9 comments / Add your comment below

  1. “A devoção de Hatoum à Guimarães Rosa não possui nenhuma repercussão em sua literatura”. Isso já é bastante bom. Quanto às fórmulas mexicanizadas, recaída ao duvidoso gosto do melodrama, bem, às vezes a literatura fica devendo às absurdidades melodramáticas do cotidiano e, como, penso eu, a literatura não existe para conferir bom gosto àquilo que de mau gosto é, e nada avesso às fórmulas estereotipadas condutoras das imaginações e sensibilidades humanas, acho que dá para perdoar e até cogitar se não é um outro tipo de concessão ao gosto do público, este culto, ou seja, o uso do padrão forçado como metalinguagem e antecrítica à solução final do romance.

    Ah, brincadeirinha!

  2. “O último capítulo parece um daqueles epílogos onde o destino de todos é explicado”. Ih, tá, o meu também é assim! Concessão indispensável ao leitor comum! Vixe, li este livro um tempinho atrás (foi lançado quando mesmo?), e atentei mais para as qualidades, e vou te dizer: por que acontece isso? Ora, porque livros publicados pela Companhia das Letras são respeitáveis! Livros publicados às expensas de seus autores são lixo, coisas que jogam na sua mão e você é obrigado a comprar, mas quase nunca lê! E, oh, céus, tantas interjeições!

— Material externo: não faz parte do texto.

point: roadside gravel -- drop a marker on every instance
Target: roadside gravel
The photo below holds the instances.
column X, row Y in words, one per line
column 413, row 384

    Liga não. Me deu um ataque de riso depois que uma guria convidou meu irmão para ver uma coisa que, acho, intitula-se “Ela não gosta mais de você” (ou coisa assim) e o babaca terá que turar mais uma comédia romântica made in Hollywood só porque quer levar a guria pra cama… Mais ou menos o que fazemos para bajular um leitor!

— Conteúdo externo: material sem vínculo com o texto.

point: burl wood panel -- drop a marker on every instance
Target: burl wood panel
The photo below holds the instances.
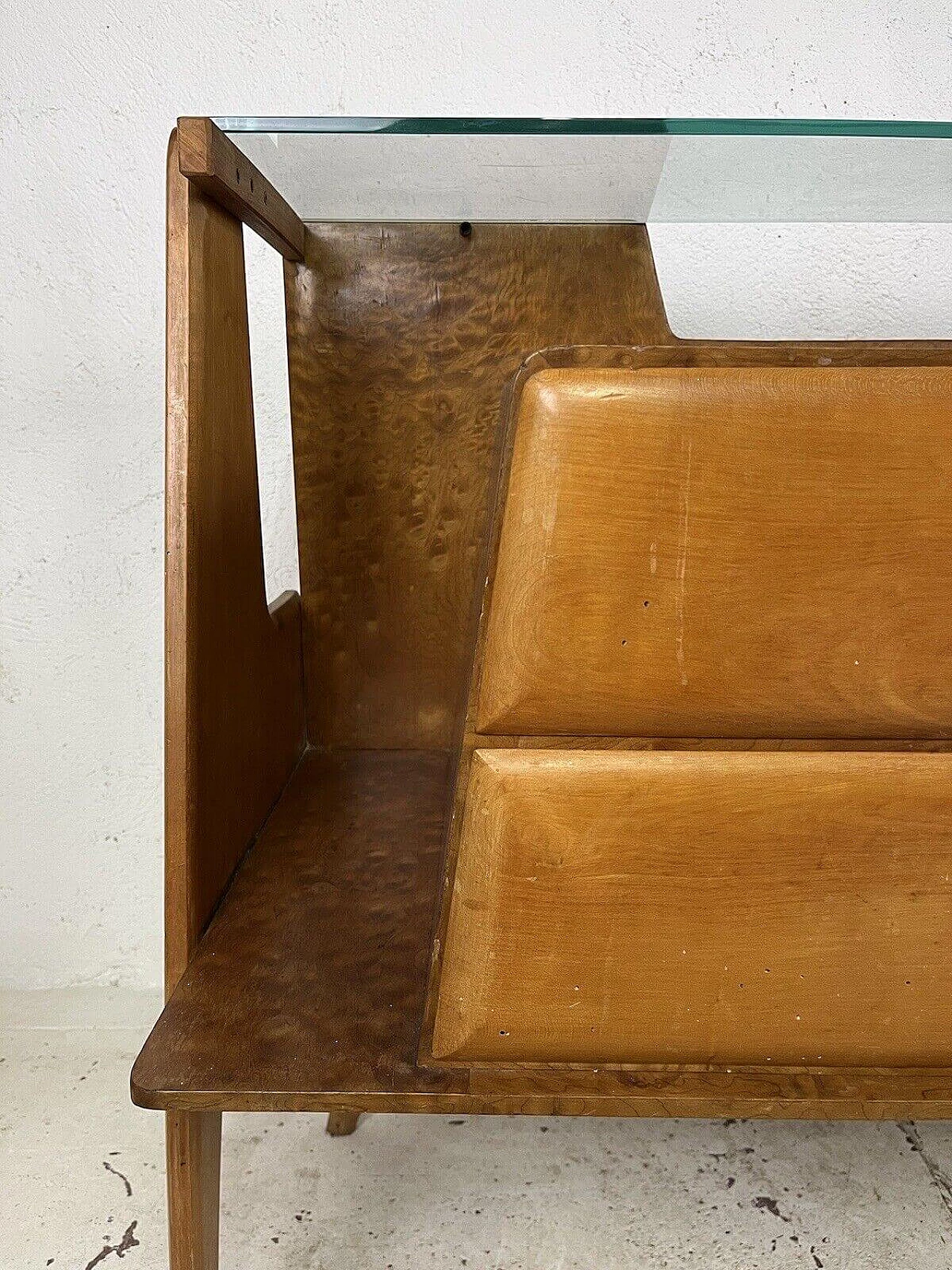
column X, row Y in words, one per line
column 716, row 908
column 307, row 990
column 234, row 697
column 743, row 553
column 402, row 342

    1. Bem, eu terei de levar minha filha no mesmo filme e não receberei nenhum ganho secundário. E nem quero, bem entendido!

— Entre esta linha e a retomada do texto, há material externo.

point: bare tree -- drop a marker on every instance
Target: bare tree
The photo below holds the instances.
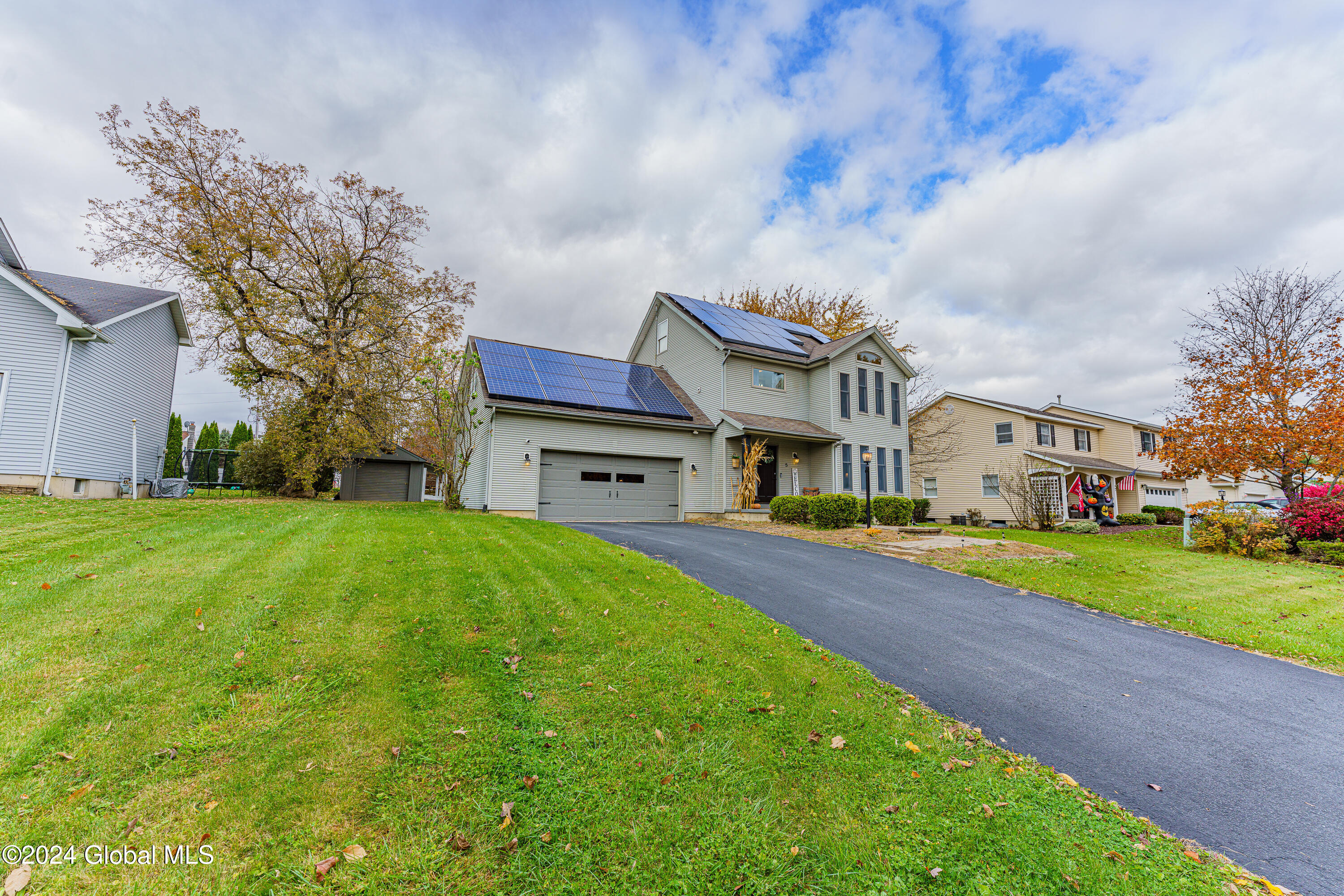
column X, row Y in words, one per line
column 1018, row 487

      Não gosto de finais assim, ainda mais quando são lacrimosos.

  3. Aos frequentadores deste espaço de lucidez cultural, lanço um pitaco, meio fora de hora: qual a opinião sobre “O amanuense Belmiro”, de Cyro dos Anjos… pra mim, um romance e tanto.

  4. Querido Milton!

    Vamos colocar a história no seu lugar: o movimento militar de 64 não foi revolução, foi um golpe e covarde de origem…e que impediu desencadear um processo de mudança no BRasil.

    Abraço Fraterno

    Raoul José Pinto

  5. Sua crítica ao livro não foi de toda ruim; o único ponto que sua crítica enfrquece, é quando você interpreta o livro pelas palavras dele em si, ou seja, julga que o que está escrito é a única verdade.

    Milton Hatoum é certamente um dos grandes escritores vivos por que seus livros sempre tem o ar da dúvida. Eu lhe pergunto: aquela carta final era de quem? Arana? Por que acreditar apenas em Alícia?

    E falar no final do livro como algo “mexcanizado”, seria uma grande disconsideração em relação a todas as questões de ambiguidade da obra.

  6. Ps: Outro ponto: Você citou Verissímo, Mann e Bazarov. Sinto lhe informar, mas existem milhões de histórias com muitos pontos em comum. Porém, se procurarmos interpretar o texto, veremos pontos de originalidade em todas elas.

    Sua leitura ainda é muito superficial, para um livro com uma gama de possibilidades tão grande.